From time off in Saigon and Hong Kong to his time spent in a bunker during the siege of Khe Sanh, Herr covers every aspect of the war. He shows how so many soldiers were so drastically affected by the war. He describes the strange, fearful moments when at night the jungle suddenly goes silent. Herr tells tales of Marines throwing themselves on top of him with incoming fire, people he has only just met minutes or hours before that are risking their lives to protect his. This book is very descriptive and one of the best examples of this is this sentence, “Every fifth round was a tracer, and when Spooky was working, everything stopped while that solid stream of violent red poured down out of the black sky.” In this sentence Herr is retelling the feelings felt by everyone as they watched the gunships flying overhead, unleashing the fury of gatling-guns that could fire thousands of rounds per minute. Not only does Herr convey the impact of such a sight; he does it in such a manner that a vivid image is formed in the reader’s mind.
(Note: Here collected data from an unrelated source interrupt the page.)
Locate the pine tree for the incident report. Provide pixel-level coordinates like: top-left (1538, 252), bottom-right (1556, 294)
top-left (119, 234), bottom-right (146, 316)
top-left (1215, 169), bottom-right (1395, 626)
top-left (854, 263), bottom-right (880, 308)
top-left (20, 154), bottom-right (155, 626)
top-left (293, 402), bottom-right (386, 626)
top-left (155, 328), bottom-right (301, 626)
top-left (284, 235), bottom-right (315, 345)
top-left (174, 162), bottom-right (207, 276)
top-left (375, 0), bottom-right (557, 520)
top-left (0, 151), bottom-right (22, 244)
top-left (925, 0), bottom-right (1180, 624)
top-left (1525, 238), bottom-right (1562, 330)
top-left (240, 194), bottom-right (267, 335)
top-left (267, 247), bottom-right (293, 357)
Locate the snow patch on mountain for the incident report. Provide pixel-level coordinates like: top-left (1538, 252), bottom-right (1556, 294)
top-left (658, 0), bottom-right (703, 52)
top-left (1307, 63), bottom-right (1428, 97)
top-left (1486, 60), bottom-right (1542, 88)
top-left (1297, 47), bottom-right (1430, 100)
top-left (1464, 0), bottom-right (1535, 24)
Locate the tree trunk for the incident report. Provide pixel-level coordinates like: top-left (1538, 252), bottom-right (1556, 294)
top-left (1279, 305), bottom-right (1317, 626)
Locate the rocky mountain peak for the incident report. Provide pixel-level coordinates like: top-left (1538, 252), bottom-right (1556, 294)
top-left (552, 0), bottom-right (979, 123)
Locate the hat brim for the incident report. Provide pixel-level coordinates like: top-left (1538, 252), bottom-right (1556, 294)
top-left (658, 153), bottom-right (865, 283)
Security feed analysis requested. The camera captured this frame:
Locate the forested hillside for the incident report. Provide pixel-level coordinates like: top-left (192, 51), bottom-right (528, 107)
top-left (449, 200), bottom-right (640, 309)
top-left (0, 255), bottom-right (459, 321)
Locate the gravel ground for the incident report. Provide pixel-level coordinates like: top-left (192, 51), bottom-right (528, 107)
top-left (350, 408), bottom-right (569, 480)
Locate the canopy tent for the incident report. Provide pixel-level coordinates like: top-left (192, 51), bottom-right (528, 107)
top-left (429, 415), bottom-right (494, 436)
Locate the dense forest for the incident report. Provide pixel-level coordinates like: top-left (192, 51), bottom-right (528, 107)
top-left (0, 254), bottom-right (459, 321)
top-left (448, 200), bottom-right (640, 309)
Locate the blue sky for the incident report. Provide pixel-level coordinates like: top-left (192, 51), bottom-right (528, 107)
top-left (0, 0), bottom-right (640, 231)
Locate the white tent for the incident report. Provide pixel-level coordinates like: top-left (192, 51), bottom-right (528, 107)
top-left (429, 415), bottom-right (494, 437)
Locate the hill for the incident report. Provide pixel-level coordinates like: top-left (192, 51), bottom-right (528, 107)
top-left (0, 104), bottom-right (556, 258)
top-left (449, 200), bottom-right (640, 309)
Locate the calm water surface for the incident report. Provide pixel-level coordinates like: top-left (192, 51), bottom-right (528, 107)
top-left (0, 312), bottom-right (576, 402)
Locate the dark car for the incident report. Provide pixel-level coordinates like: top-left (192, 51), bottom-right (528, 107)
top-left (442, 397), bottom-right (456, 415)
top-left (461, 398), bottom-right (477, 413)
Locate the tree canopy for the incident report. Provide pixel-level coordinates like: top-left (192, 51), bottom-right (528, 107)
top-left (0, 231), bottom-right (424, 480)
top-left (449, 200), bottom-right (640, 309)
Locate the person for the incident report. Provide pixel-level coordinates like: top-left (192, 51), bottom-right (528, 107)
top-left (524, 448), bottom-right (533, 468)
One of the more disturbing and insightful quotes in the book comes when a Marine at Khe Sanh learns that his wife is pregnant, but not with his child. Herr retells with this account, “”Oh don’t worry,” Orrin said. “There’s gonna be a death in my family. Just soon’s I git home.” And then he laughed. It was a terrible laugh, very quiet and intense, and it was the thing that made everyone who heard it believe Orrin.” This quote shows how badly some soldiers were transformed during the war. A man who used to be very peaceful and calm would now snap at the slightest provocation. He would now plan the death of his wife for cheating on him. With these examples I would definitely say that one of the strengths of this book is its vivid descriptions. The other strength of this book is probably how it covers the emotional and physical aspects of the war.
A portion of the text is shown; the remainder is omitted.